# Zoe sunbathing~



## Josie/Zeus (Nov 6, 2000)

Sorry I haven't been here a while, got a little busy with everything.

So there I was working my butt off gardening all day, I go inside the house to get a coke, when I came back out, there's princess Zoe, chillaxin~. 


























My little one on labor day


----------



## ken k (Apr 3, 2006)

LOL, your mean, Zoe does not have a pillow to rest her head on


----------



## Renoman (Apr 10, 2009)

Too cute!!!


----------



## Virginia (Oct 2, 2008)

Oh, she's gorgeous! I forget, is she the rescue you recently adopted (so many dogs on here, keep mixing them up)? She looks so comfortable and relaxed, really living the good life now, lucky dog!


----------



## elisabeth_00117 (May 17, 2009)

Great photo!!!

Too cute!


----------



## Josie/Zeus (Nov 6, 2000)

Yup! She's the one.


----------



## littledmc17 (Apr 9, 2008)

she ain't no fool!!
she is gorgeous and your baby is adorable


----------



## BlakeandLiza (Aug 13, 2009)

Very cute! She is definately the princess!

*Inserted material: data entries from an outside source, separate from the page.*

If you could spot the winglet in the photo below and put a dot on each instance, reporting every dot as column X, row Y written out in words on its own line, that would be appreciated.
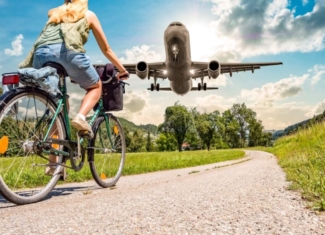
column 4, row 143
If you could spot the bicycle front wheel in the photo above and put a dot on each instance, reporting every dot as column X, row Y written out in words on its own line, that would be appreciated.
column 25, row 117
column 106, row 151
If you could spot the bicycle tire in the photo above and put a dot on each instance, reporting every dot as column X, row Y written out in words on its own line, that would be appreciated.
column 106, row 158
column 22, row 176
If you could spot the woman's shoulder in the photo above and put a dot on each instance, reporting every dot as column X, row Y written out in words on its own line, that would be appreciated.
column 91, row 17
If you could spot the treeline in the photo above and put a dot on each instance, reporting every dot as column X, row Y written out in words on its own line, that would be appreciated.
column 185, row 128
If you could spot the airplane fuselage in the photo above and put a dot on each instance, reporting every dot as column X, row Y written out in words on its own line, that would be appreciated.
column 178, row 58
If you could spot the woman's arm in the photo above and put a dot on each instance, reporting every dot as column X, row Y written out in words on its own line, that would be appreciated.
column 102, row 42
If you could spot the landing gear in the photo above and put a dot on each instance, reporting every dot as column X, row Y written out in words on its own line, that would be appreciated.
column 154, row 87
column 202, row 85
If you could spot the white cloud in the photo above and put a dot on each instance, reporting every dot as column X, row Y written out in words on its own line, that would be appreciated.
column 270, row 92
column 281, row 115
column 318, row 71
column 212, row 103
column 317, row 109
column 17, row 48
column 141, row 53
column 246, row 28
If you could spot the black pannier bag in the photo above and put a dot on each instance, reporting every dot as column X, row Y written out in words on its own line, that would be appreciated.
column 112, row 90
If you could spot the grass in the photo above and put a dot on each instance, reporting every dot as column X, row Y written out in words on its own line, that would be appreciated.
column 302, row 156
column 139, row 163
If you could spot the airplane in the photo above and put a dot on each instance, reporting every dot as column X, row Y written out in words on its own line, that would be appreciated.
column 178, row 67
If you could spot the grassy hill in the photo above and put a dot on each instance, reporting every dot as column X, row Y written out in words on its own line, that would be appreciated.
column 132, row 127
column 302, row 156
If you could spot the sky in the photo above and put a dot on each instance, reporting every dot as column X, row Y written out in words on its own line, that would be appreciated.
column 292, row 32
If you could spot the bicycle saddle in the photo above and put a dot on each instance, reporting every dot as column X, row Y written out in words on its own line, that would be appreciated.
column 59, row 68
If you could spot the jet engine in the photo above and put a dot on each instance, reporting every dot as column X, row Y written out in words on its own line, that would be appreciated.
column 214, row 69
column 142, row 69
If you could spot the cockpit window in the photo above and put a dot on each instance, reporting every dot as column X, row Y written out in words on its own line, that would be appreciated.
column 175, row 24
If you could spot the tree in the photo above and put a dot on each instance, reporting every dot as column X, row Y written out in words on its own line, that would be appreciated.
column 166, row 142
column 149, row 144
column 207, row 126
column 231, row 130
column 244, row 116
column 178, row 121
column 137, row 142
column 255, row 132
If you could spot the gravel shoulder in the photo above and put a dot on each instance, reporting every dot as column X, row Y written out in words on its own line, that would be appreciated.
column 246, row 196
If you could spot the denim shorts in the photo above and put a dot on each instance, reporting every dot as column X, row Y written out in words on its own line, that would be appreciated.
column 77, row 65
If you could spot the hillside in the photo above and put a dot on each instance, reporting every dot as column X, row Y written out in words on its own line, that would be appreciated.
column 132, row 127
column 301, row 155
column 298, row 126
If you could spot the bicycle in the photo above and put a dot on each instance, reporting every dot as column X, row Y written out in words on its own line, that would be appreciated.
column 35, row 128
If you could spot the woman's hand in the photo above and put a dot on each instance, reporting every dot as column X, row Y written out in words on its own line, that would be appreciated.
column 123, row 75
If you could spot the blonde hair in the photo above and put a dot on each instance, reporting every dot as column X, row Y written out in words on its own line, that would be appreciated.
column 69, row 12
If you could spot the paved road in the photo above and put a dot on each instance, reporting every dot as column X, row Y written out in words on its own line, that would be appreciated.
column 245, row 198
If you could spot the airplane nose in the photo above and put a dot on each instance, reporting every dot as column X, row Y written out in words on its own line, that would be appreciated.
column 176, row 34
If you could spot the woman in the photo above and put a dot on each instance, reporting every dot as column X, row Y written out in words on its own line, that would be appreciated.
column 62, row 41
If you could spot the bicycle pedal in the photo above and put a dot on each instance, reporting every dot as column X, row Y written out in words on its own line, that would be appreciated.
column 86, row 134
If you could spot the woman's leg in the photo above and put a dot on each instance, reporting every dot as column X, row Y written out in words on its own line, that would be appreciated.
column 91, row 98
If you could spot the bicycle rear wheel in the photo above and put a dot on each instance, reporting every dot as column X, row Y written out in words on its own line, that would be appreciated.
column 25, row 116
column 106, row 151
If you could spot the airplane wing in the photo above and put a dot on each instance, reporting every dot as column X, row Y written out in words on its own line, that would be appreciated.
column 158, row 69
column 201, row 68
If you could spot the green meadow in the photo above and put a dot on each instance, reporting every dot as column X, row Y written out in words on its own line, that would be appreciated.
column 302, row 156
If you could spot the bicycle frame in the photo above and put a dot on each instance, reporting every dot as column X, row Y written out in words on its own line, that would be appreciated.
column 62, row 106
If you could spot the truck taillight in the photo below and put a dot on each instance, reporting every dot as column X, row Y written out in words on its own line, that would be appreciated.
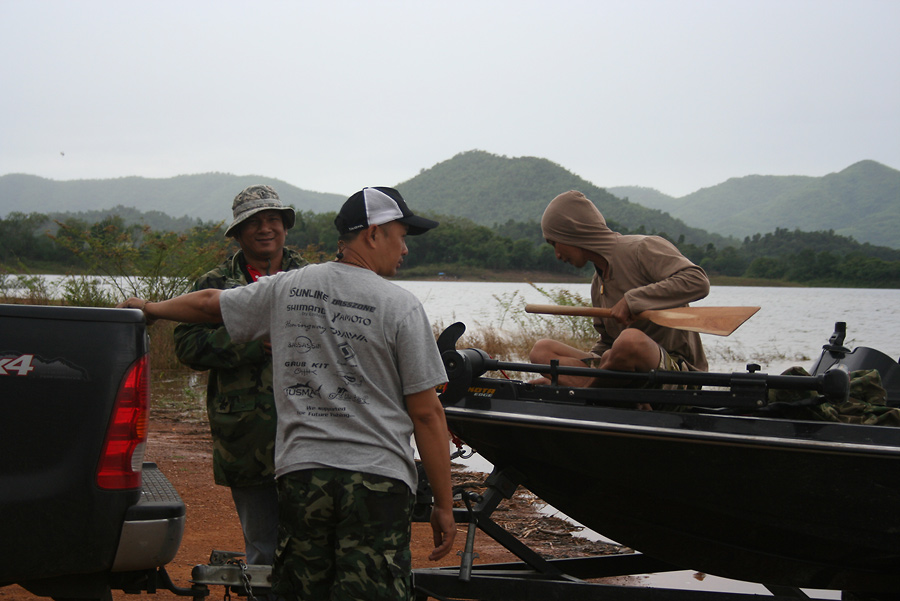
column 126, row 435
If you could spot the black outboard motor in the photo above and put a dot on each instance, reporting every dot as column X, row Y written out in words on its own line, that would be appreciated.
column 835, row 353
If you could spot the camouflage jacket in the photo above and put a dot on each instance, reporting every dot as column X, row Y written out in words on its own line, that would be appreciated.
column 239, row 399
column 867, row 402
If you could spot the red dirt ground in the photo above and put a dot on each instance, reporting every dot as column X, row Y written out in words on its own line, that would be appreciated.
column 183, row 450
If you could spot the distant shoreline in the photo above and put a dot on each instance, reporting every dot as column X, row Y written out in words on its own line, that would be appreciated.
column 489, row 275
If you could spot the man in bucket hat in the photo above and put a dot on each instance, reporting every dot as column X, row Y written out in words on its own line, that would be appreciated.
column 356, row 370
column 239, row 400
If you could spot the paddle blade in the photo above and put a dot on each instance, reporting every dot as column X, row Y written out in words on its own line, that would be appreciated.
column 721, row 321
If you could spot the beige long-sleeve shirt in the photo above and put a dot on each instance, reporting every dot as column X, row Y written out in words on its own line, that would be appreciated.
column 648, row 271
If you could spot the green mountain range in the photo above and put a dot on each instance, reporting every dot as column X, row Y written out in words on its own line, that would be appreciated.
column 862, row 201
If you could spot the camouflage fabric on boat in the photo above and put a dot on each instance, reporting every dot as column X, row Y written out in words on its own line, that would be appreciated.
column 866, row 404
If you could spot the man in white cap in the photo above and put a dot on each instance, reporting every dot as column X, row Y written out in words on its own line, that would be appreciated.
column 239, row 400
column 356, row 370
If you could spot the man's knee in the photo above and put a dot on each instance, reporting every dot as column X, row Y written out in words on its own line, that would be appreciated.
column 542, row 351
column 633, row 351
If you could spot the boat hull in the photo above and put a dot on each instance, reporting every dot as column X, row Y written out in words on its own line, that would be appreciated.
column 780, row 502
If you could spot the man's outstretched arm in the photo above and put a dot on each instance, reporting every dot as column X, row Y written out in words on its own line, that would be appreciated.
column 195, row 307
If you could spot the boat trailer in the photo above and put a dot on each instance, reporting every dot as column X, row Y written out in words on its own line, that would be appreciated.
column 532, row 577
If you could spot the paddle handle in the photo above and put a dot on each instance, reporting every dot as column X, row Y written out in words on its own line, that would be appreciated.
column 567, row 310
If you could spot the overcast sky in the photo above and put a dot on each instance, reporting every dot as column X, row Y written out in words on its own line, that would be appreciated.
column 335, row 95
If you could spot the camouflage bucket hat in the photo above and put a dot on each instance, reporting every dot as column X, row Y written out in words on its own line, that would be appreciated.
column 254, row 199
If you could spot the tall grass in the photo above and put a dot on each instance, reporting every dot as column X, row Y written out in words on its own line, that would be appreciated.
column 509, row 339
column 512, row 337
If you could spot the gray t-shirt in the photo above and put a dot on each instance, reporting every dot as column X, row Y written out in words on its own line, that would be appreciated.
column 347, row 346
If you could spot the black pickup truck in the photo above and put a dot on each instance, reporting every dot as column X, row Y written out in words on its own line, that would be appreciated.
column 82, row 514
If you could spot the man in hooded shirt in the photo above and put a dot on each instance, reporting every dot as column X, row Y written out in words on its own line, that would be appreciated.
column 633, row 274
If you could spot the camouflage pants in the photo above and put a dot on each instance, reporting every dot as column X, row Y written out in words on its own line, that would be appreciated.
column 342, row 535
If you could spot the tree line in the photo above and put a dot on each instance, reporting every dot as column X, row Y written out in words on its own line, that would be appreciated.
column 34, row 242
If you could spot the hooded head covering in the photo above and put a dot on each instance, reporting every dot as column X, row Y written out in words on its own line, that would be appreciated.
column 572, row 219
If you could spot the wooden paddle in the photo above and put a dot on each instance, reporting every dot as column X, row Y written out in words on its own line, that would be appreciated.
column 720, row 321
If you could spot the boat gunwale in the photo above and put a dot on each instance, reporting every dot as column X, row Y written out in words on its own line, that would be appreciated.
column 625, row 428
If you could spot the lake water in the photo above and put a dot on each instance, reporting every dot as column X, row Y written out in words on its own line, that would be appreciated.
column 789, row 329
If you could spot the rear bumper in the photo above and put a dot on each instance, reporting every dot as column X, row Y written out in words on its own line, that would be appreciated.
column 153, row 528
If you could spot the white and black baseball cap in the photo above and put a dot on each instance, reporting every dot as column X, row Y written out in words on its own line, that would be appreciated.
column 378, row 205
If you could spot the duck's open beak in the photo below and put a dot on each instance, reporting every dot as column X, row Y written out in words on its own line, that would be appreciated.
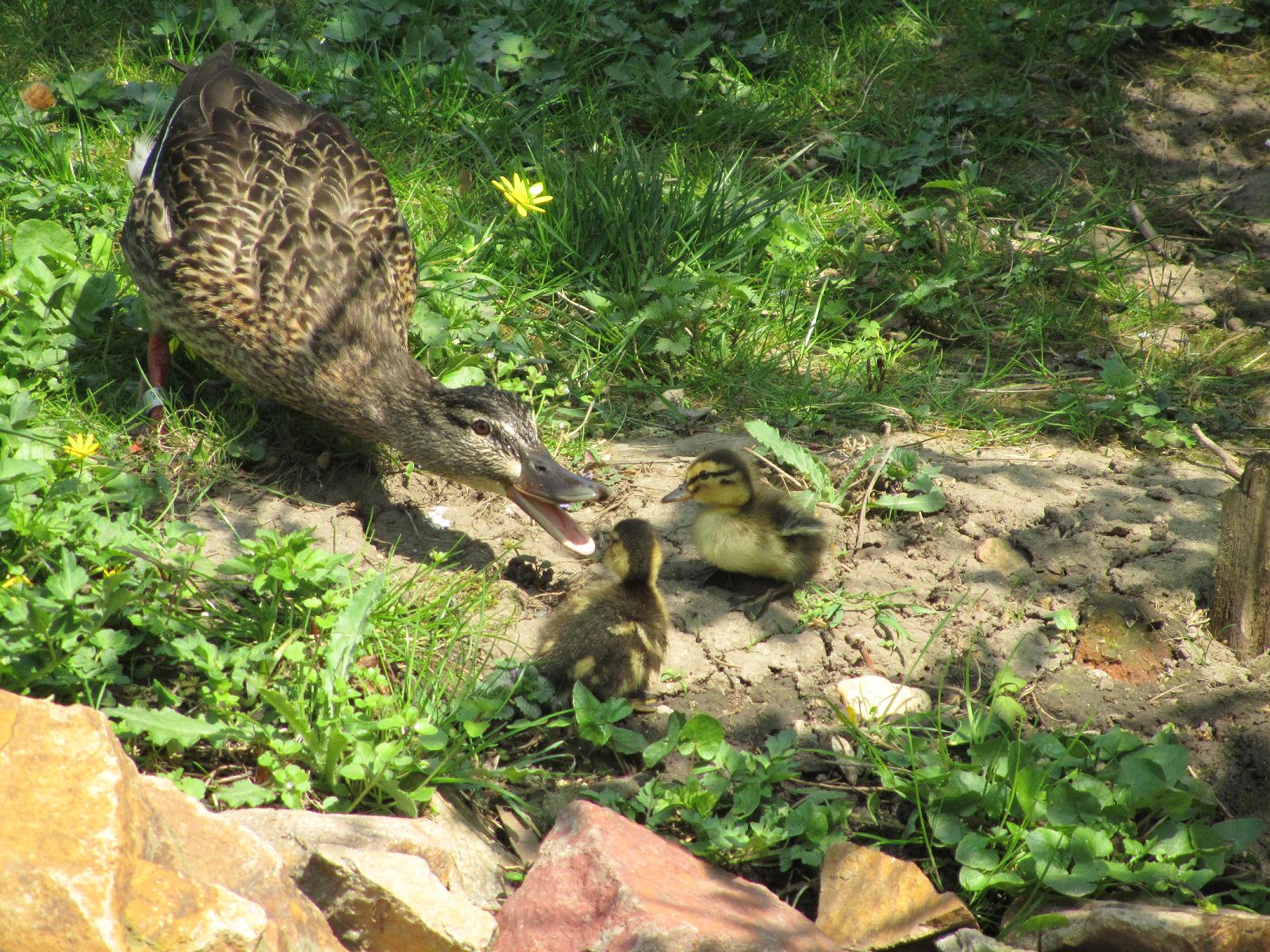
column 544, row 487
column 678, row 494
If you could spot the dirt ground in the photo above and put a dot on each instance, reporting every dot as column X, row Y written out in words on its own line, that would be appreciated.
column 1128, row 544
column 1126, row 541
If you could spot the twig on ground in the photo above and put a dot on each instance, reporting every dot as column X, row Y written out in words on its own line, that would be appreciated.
column 864, row 503
column 575, row 305
column 1228, row 462
column 1148, row 231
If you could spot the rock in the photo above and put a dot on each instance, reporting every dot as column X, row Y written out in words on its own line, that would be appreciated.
column 872, row 697
column 999, row 554
column 604, row 884
column 461, row 856
column 971, row 941
column 872, row 900
column 102, row 858
column 1118, row 640
column 1203, row 313
column 1099, row 925
column 379, row 902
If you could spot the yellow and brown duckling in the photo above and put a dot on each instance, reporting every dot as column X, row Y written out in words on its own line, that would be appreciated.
column 266, row 237
column 611, row 638
column 749, row 527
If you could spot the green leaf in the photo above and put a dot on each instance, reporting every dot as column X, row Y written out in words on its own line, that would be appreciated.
column 245, row 794
column 292, row 715
column 34, row 239
column 975, row 852
column 1116, row 375
column 1046, row 921
column 931, row 501
column 1065, row 620
column 69, row 581
column 655, row 751
column 793, row 454
column 702, row 735
column 350, row 631
column 1241, row 833
column 464, row 377
column 165, row 726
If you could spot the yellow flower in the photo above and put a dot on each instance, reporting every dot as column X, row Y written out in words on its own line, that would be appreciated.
column 80, row 446
column 521, row 194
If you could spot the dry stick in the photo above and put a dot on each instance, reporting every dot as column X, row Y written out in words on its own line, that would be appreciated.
column 1148, row 233
column 1228, row 462
column 864, row 503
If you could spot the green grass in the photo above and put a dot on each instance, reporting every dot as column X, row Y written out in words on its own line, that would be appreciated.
column 818, row 215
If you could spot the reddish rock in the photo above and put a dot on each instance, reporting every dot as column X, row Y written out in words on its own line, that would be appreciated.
column 94, row 857
column 604, row 884
column 1118, row 640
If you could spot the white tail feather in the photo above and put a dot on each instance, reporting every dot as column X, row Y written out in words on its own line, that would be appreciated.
column 141, row 147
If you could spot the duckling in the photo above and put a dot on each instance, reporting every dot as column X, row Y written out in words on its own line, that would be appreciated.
column 611, row 638
column 749, row 527
column 266, row 237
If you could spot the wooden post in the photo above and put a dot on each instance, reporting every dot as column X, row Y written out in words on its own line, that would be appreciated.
column 1241, row 577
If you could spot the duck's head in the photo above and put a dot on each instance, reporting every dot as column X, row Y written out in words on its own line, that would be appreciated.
column 487, row 440
column 634, row 552
column 720, row 477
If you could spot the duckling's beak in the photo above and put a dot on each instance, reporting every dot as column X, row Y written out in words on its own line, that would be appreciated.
column 544, row 487
column 678, row 494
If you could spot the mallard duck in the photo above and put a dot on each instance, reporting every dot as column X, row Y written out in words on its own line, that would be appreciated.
column 611, row 638
column 749, row 527
column 266, row 237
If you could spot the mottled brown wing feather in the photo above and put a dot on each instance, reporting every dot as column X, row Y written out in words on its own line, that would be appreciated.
column 264, row 233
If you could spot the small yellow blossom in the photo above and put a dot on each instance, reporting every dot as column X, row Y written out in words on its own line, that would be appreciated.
column 80, row 446
column 521, row 194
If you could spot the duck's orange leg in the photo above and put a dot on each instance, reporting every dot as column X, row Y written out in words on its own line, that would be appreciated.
column 158, row 360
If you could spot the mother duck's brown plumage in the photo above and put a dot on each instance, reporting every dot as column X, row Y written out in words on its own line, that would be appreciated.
column 264, row 235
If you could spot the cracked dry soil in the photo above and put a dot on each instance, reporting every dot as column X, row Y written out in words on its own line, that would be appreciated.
column 1126, row 542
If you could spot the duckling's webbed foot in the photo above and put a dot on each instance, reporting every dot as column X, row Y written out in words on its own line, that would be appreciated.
column 756, row 607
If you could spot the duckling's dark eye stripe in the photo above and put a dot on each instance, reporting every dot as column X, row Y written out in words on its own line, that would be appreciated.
column 712, row 475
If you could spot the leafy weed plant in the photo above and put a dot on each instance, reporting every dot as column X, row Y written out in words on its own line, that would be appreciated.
column 1022, row 813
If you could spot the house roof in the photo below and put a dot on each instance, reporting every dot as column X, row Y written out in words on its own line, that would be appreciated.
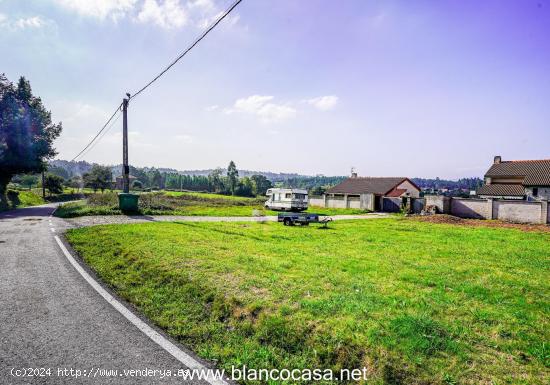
column 502, row 190
column 362, row 185
column 396, row 192
column 534, row 172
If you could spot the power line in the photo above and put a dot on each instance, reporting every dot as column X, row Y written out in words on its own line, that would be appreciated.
column 102, row 135
column 100, row 131
column 202, row 36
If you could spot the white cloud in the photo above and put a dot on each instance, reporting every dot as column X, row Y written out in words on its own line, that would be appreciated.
column 262, row 107
column 324, row 103
column 185, row 139
column 100, row 9
column 32, row 22
column 169, row 14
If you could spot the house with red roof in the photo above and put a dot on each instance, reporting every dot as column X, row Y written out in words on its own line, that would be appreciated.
column 367, row 192
column 517, row 179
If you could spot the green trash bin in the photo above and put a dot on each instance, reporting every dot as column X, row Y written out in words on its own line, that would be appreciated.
column 128, row 202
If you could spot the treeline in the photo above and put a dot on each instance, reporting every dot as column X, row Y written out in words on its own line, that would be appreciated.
column 218, row 181
column 463, row 183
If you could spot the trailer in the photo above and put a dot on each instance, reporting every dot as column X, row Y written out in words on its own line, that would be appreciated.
column 304, row 219
column 286, row 199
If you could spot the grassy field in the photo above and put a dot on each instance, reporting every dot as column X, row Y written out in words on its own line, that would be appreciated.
column 22, row 198
column 181, row 203
column 414, row 302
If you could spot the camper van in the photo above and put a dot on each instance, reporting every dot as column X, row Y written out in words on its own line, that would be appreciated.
column 286, row 199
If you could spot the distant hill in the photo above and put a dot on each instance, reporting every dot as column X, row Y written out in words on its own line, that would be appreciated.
column 81, row 167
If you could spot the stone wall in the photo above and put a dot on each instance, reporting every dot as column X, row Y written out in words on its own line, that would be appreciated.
column 316, row 201
column 470, row 208
column 517, row 211
column 442, row 203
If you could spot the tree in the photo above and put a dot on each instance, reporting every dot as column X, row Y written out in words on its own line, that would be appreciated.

Your baby is absolutely adorable!


----------



## djvectrex (Oct 4, 2008)

she's so pretty, stunning!!! i wish i had a pool for my boy Matrix! lol enjoy!!


----------



## Cassidy's Mom (Mar 30, 2003)

I wanna be where she is! :sunburn:


----------



## EchoGSD (Mar 12, 2010)

Great shot in the pool! I showed it my GSD, now she's giving me dirty looks about her baby pool...<grin>
Adorable little one, too! You are very lucky!


----------